Eni: "Accusa incomprensibile e infondata, si fonda su una ricostruzione artificiosa. Le informazioni su variazione prezzi della componente bio erano già note al mercato".
Oltre 936 milioni di euro di multa per intesa restrittiva della concorrenza. Questo l'importo complessivo delle sanzioni imposte dall'Autorità Garante della Concorrenza e del Mercato a Eni, Esso, Ip, Iplom, Q8, Saras e Repsol (Tamoil).

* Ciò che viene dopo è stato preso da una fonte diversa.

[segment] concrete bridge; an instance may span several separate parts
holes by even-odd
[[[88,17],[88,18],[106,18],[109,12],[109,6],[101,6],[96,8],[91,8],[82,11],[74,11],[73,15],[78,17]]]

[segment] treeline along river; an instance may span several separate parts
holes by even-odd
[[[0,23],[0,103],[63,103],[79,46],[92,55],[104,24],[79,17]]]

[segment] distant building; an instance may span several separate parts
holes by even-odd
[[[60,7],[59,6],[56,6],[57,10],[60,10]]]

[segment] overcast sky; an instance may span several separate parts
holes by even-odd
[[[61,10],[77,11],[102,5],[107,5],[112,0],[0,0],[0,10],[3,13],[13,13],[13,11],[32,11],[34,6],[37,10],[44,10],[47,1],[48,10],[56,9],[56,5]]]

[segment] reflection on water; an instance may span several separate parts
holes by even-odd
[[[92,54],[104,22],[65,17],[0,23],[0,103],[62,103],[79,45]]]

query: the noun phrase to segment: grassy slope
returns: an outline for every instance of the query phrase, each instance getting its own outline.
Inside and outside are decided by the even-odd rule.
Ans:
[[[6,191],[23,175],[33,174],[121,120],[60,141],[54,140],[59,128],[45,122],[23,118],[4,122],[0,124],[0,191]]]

Dall'istruttoria, si legge in una nota dell'AGCM, avviata grazie a un whistleblower, è infatti emerso che le aziende petrolifere si sono coordinate per determinare il valore della componente bio inserita nel prezzo del carburante: nel dettaglio, le compagnie avrebbero attuato contestuali aumenti di prezzo, in gran parte coincidenti, determinati da scambi di informazioni diretti o indiretti tra le imprese interessate.
La difesa di Eni
Secondo Eni, la decisione dell'Autorità è da considerarsi "incomprensibile e infondata". Per questo motivo, l'azienda ha annunciato in una nota la propria intenzione di tutelarsi in sede giurisdizionale.
"Nonostante la piena collaborazione e la trasparenza assicurata da Eni durante tutto il corso dell'istruttoria, l'impianto accusatorio dell'AGCM si fonda su una ricostruzione artificiosa. L'AGCM ignora le evidenze emerse, che dimostrano come Eni e gli altri operatori abbiano sempre agito in autonomia e spesso in disallineamento, così come infondate risultano anche le valutazioni riguardo alla pubblicazione dei prezzi sulla stampa di settore, dato che le informazioni relative alla variazione dei prezzi della componente bio erano già note al mercato e, quindi, non in grado di condizionare le dinamiche concorrenziali", sono le parole utilizzate da Eni nel proprio comunicato.
Inoltre, aggiunge l'azienda, la decisione dell'AGCM riguarda una componente imposta da obblighi normativi che incide solo per pochi centesimi al litro sul prezzo al consumo del carburante, e un simile approccio rischia di penalizzare ulteriormente gli investimenti industriali italiani nella transizione energetica.